Parecía una observación sin sentido, así que Cressida agradeció que su madre pidiera más información, ya que todo el teatro estaba mirando y cuchicheando de alguien que debía de ser importante.
Y en unos momentos lo supo. El duque había heredado el título de su tío el año anterior y después había desaparecido. Y ahora, sin fanfarrias, pisaba el escenario que lo había estado esperando: un duque casadero, un príncipe de la ciudad.

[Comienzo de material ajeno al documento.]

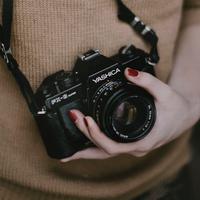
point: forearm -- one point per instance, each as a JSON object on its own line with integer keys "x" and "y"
{"x": 185, "y": 77}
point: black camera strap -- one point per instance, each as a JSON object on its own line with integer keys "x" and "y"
{"x": 5, "y": 51}
{"x": 124, "y": 14}
{"x": 147, "y": 33}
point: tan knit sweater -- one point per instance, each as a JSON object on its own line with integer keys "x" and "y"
{"x": 47, "y": 36}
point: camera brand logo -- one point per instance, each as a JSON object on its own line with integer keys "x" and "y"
{"x": 106, "y": 75}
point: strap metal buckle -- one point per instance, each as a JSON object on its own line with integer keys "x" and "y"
{"x": 5, "y": 52}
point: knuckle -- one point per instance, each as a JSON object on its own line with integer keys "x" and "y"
{"x": 112, "y": 151}
{"x": 139, "y": 155}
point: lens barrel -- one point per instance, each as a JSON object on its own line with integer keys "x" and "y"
{"x": 125, "y": 112}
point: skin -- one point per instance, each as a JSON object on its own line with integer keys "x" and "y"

Sin embargo, de acuerdo con lady Harbison, su compañía esa noche mataba muchas esperanzas. Lady Anne Peckworth era hija del duque de Arran, una familia muy adecuada, y, por lo que parecía, la pareja ya estaba comprometida. Él había besado la mano de lady Anne como si quisiese acabar con las especulaciones. Cressida recordó con nostalgia su propio deseo. No de que el duque de Saint Raven le besara la mano así, pero sí de que algún hombre lo hiciera con tanta elegancia natural y que la mirara a los ojos con tan profunda devoción. Ella tenía pretendientes, era la heredera de un mercader, pero ninguno le había hecho una reverencia así. Seguramente para entonces el duque ya habría besado a lady Anne como la había besado a ella la noche anterior, y más cosas… Una mujer con suerte.
– Ahora veamos lo de su ropa, señorita. Aunque no esté en estupendas condiciones, estoy segura de que se sentirá mejor vestida.
Cressida volvió de su ensueño. Si alguna tonta idea nacía en su mente sobre Saint Raven debía recordar que era de la clase de hombres que intentan seducir a una dama mientras cortejan a otra. Eso es todo lo que significaban sus reverentes besos en la mano.
Se centró en sí misma y vio que su peinado estaba muy bien. Le dio las gracias a la mujer y se subió el vestido. La señora Barkway tiró con tanta fuerza de los cordones de su corsé que ella tuvo que respirar profundamente. Aun así, era reconfortante volver a la compostura y el orden. Su vestido de noche parecía fuera de lugar por la mañana, pero, por otra parte, le devolvía la respetabilidad, aunque estuviera arrugado. Cogió el collar de perlas y los pendientes y se los puso.
– ¿Dónde están sus zapatos y sus medias señorita?
Cressida, que se estaba mirando en el espejo, se dio la vuelta, aún sabiendo que se le habían subido los colores.
– Creo que se me perdieron en la aventura.
– ¡Vaya, por Dios! Los míos no le caben. Si no le importa, señorita, voy a ir a ver qué puedo encontrar para usted.
– No me importa en absoluto, ha sido muy amable conmigo. -Cualquiera lo sería en una situación como ésta. La señora Barkway vertió el agua sucia en una palangana enorme, recogió y se fue.